Ein Projekt der Synagogen-Gemeinde Köln und der Landesverbände
der Jüdischen Gemeinden von Nordrhein und Westfalen-Lippe
durchgeführt vom NS-Dokumentationszentrum der Stadt Köln
Lebensgeschichten jüdischer Zuwanderer aus der ehemaligen Sowjetunion
in Nordrhein-Westfalen

Истории жизни еврейских иммигрантов, приехавших из бывшего Советского Союза и поселившихся
в федеральной земле Северный Рейн-Вестфалия
  1. Es wütete ein Schneesturm, während ich weiter nach Kiew ging. Da kam ich auch in ein Haus hinein, wo ich übernachten durfte. Da waren irgendwelche Männer… Einer der Männer schaute mich lange an, sodass ich überlegte wieso. Es stellte sich heraus, dass ich verlaust war, was ich erst später kapierte. Sie ließen mich bei sich übernachten.

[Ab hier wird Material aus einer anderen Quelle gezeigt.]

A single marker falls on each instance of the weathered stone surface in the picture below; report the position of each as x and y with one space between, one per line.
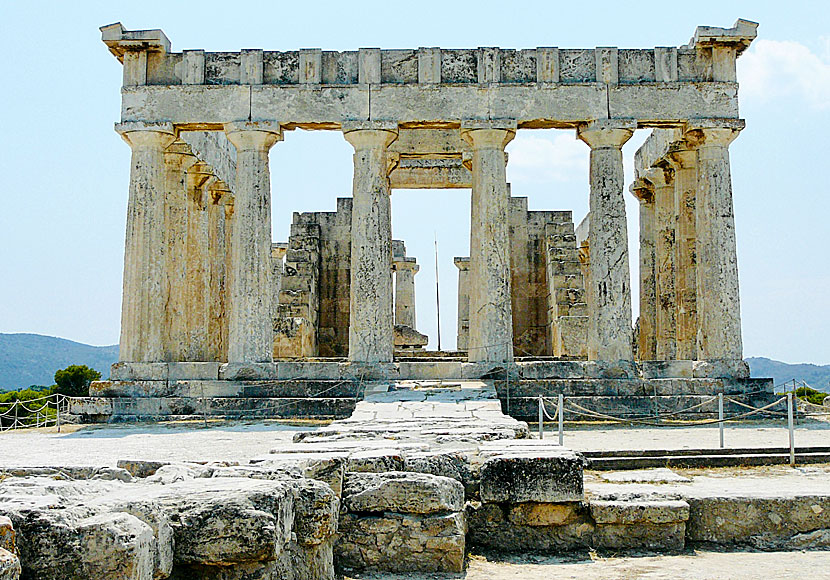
402 543
117 546
403 492
527 476
9 565
544 514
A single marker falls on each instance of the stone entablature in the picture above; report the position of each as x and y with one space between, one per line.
542 87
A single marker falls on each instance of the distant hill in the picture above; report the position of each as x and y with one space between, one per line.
32 359
817 376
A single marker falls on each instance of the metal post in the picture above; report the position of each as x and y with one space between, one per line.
790 426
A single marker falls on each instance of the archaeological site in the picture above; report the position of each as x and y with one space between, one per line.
412 459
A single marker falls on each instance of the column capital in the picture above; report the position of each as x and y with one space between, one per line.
700 133
369 134
606 133
659 176
405 264
643 190
253 135
139 134
486 134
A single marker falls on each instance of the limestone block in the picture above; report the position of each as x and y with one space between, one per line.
182 371
402 492
402 543
543 514
116 547
490 528
376 461
247 371
7 535
637 512
546 475
9 565
138 371
316 509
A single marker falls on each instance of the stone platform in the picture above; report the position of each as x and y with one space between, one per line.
330 388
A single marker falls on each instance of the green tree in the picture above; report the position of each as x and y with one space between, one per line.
73 381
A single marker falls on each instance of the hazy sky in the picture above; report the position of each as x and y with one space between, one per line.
65 171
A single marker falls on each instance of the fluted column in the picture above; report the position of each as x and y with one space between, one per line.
718 296
199 179
178 158
144 289
664 219
684 162
609 324
249 318
647 338
491 316
405 270
371 325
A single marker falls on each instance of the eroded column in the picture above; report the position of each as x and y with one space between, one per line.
144 288
371 329
405 270
647 337
718 298
178 158
491 319
609 326
249 316
664 248
684 162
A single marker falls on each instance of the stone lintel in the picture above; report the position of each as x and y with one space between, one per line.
741 35
120 40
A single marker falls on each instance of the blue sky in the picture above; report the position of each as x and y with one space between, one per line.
65 172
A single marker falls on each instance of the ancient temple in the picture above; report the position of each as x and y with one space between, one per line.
208 295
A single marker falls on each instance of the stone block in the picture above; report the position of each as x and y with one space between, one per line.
639 512
136 371
7 535
666 369
402 543
9 566
546 476
402 492
117 547
642 536
183 371
376 460
543 514
247 371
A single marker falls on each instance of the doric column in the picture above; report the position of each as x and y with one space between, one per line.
217 262
405 270
684 162
491 317
647 338
462 334
249 321
664 226
199 179
371 332
178 158
718 298
144 290
609 326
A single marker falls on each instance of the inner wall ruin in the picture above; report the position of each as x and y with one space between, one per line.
208 296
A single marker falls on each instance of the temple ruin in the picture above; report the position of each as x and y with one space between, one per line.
210 300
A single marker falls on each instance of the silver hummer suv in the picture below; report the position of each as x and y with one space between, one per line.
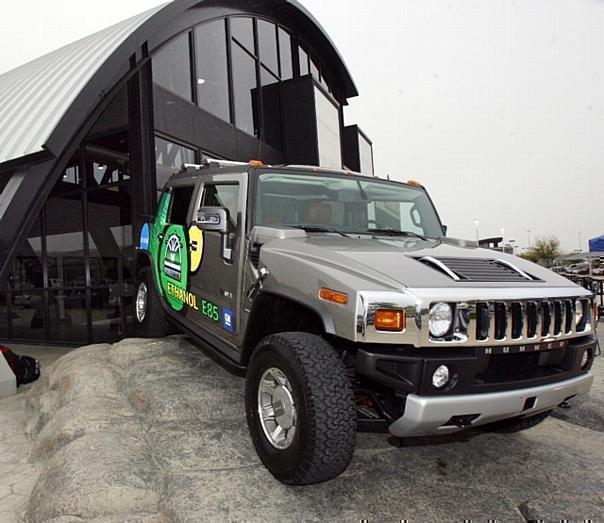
347 308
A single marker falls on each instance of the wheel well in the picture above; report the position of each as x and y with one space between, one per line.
271 314
142 261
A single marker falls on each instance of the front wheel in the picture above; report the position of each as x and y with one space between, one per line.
149 315
300 408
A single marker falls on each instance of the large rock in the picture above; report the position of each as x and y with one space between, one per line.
100 474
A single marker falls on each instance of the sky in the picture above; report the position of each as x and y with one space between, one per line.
496 106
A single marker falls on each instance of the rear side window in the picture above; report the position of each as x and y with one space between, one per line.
181 200
223 195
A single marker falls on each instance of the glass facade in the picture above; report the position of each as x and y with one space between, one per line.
169 158
246 94
245 89
328 131
73 279
212 72
172 67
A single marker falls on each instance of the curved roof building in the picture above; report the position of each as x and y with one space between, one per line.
89 132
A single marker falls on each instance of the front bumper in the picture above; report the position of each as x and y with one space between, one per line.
445 414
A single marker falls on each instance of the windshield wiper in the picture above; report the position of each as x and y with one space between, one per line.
395 232
320 228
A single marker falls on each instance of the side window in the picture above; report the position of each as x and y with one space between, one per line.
223 195
181 199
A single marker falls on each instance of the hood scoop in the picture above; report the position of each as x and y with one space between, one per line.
478 269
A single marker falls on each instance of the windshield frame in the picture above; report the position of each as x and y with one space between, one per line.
255 174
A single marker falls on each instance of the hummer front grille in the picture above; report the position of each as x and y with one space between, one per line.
519 321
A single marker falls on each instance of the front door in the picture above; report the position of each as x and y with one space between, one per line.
216 259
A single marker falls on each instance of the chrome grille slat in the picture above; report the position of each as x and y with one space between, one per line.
549 316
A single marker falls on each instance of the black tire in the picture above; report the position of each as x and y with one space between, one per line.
512 425
325 435
154 324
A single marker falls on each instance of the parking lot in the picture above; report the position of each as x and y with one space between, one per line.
154 431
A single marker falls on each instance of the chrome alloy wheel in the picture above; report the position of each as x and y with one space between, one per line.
277 409
141 302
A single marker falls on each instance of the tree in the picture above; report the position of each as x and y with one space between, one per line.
545 251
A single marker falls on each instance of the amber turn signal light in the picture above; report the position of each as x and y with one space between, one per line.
389 320
336 297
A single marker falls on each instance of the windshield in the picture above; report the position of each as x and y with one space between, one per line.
336 203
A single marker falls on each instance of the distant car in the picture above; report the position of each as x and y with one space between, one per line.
578 268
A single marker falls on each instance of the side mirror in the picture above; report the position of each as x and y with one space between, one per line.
212 219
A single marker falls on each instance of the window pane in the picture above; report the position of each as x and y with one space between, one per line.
366 156
212 79
328 131
285 52
3 315
4 178
67 315
181 200
65 241
172 67
304 70
242 29
110 235
314 70
267 43
169 158
28 315
106 316
271 107
226 196
28 265
245 86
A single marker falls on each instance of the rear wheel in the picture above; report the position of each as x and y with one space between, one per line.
509 426
300 408
149 315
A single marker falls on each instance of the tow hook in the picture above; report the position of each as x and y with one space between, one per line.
257 285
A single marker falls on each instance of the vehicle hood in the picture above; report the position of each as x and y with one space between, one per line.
394 261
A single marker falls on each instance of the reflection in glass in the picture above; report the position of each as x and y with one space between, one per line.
245 87
285 53
65 241
28 318
172 67
303 55
267 44
28 270
242 29
314 70
67 319
4 316
328 131
366 156
170 158
110 241
212 77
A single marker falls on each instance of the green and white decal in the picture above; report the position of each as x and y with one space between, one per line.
174 268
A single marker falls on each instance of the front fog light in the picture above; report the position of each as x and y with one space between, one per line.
441 318
585 360
440 377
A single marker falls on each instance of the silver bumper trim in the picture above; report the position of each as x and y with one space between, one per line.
426 415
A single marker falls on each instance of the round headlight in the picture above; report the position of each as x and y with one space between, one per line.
441 318
440 377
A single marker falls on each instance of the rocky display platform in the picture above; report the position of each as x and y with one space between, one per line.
152 430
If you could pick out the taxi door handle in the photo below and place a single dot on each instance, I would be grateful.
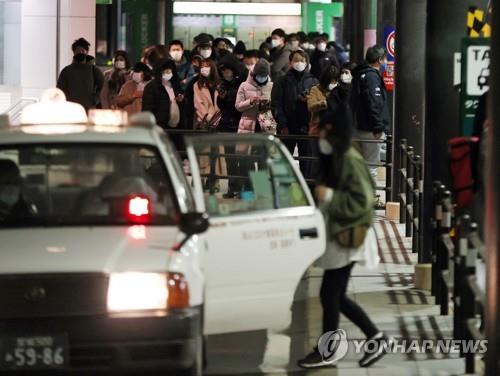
(308, 233)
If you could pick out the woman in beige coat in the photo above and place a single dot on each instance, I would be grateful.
(253, 95)
(130, 96)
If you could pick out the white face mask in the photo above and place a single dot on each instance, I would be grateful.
(176, 55)
(346, 78)
(300, 66)
(120, 64)
(275, 42)
(261, 79)
(325, 147)
(332, 86)
(205, 71)
(137, 77)
(206, 53)
(9, 195)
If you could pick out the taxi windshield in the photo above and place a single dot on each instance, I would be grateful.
(84, 184)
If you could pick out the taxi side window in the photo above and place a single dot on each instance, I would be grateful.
(247, 177)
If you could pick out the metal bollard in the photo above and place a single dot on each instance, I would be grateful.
(416, 207)
(469, 299)
(402, 181)
(442, 255)
(436, 197)
(460, 285)
(410, 171)
(388, 170)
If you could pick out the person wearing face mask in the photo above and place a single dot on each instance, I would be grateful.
(250, 59)
(322, 58)
(205, 93)
(345, 195)
(239, 50)
(252, 96)
(81, 83)
(205, 51)
(265, 51)
(130, 96)
(13, 206)
(323, 98)
(185, 69)
(289, 102)
(114, 79)
(292, 41)
(163, 95)
(369, 104)
(280, 54)
(345, 84)
(230, 116)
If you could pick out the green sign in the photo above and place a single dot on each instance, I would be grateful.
(141, 25)
(318, 16)
(476, 55)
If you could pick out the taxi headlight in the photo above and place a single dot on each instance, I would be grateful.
(137, 291)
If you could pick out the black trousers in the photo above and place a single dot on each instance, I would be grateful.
(334, 300)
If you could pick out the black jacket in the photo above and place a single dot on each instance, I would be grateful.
(369, 100)
(81, 83)
(322, 60)
(226, 99)
(288, 110)
(155, 98)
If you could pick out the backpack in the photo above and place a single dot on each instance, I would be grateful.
(460, 150)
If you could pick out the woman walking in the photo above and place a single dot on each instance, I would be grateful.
(345, 195)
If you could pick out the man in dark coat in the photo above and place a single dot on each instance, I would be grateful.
(369, 104)
(289, 104)
(323, 58)
(81, 82)
(280, 54)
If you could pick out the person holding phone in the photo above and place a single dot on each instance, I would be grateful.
(254, 97)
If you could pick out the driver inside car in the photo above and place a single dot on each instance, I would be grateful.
(13, 206)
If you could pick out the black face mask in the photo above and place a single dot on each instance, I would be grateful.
(80, 58)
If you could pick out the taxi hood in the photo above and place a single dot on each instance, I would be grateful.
(86, 249)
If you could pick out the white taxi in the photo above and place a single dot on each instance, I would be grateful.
(107, 258)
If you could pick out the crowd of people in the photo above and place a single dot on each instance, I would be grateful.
(290, 82)
(293, 85)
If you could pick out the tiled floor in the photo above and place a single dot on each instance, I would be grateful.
(389, 297)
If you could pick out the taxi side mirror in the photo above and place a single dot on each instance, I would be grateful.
(194, 223)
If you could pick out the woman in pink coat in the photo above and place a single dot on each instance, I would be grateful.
(253, 96)
(205, 93)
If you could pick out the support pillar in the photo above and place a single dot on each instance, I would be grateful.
(409, 96)
(48, 28)
(446, 26)
(492, 228)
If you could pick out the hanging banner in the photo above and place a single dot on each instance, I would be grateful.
(476, 58)
(390, 42)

  2. Ich zog mich aus und sie brachten meine ganze Kleidung in die Dampfsauna, das habe ich noch im Gedächtnis. „Wo gehst du hin?“ (, wurde ich gefragt). Ich sagte: „Nach Kiew“, und eine Frau schüttelte den Kopf. Denn in Kiew herrschte schrecklicher Hunger. Am Morgen zog ich meine Kleidung an, sie war bereits sauber und (mir fiel) es irgendwie leichter.
  3. Sie ließen mich auf den Pferdewagen steigen; sie fuhren zu einer Kindertaufe oder so. (Später) ging ich über die Landstraße nach Kiew. Etwa 20 Kilometer vor Kiew verlegten die Deutschen, (Männer) von der Nachrichtentruppe, eine Leitung. Ihr Lkw stand da und ich bat darum mitzufahren. Sie brachten mich zum Stadtrand von Kiew.
  4. Die Stadt war groß und ich wusste nicht wohin. Da sah ich einen Mann Kohle auf einem Schlitten ziehen. Ich ging neben ihm und zog die Kohle mit. Es war gerade in der Zeit (des Massakers von) von Babij Jar, am 31.12.1941… Wir schleppten die Kohle ins Haus. Es war bitterkalt. Das Brot, das ich im (vorherigen) Haus bekommen hatte, war gefroren.
  5. Wir gingen hinein. Auf dem Ofen weinte jemand, der Mann sagte: „Da ist mein Sohn, er stirbt vor Hunger.“ Ich wollte das Brot brechen. Er gab mir eine Axt und wir zerhackten das Brot. Ich ließ ein Stückchen für mich und (gab den Rest ab). In der Nacht lag ich auf einer Bank, es war schrecklich kalt, ich hüllte mich ein. Nachts hörte ich, wie der Mann in mein Täschchen griff, um das (restliche) Brot zu nehmen.
  6. Ich sah und hörte es, beachtete es aber nicht. Ich ließ meine Tasche und alles da und ging. Ich überquerte den Kanal, in der Nähe lag eine kleine Anhöhe. Es war der 1. Januar. Die Leute versammelten sich da auf einem kleinen Markt. Ich kaufte Sonnenblumenkerne für 10 Rubel und ging umher… Plötzlich begann eine Razzia.
  7. Da waren Frauen mit Körben, wie sollte ich da untertauchen? Und meine Kleidung war eben so. Gut, ich trug Bastschuhe, aber was bringt das? Ich schloss mich einer alten Frau mit einem Korb an. Ich half ihr den Korb zu tragen. Am Ausgang (des Marktes) fragte sie ein Polizist „Deiner?“ auf Ukrainisch. Und ich sprach ja weißrussisch. Doch sie nickte (nur) und das reichte um hinauszukommen.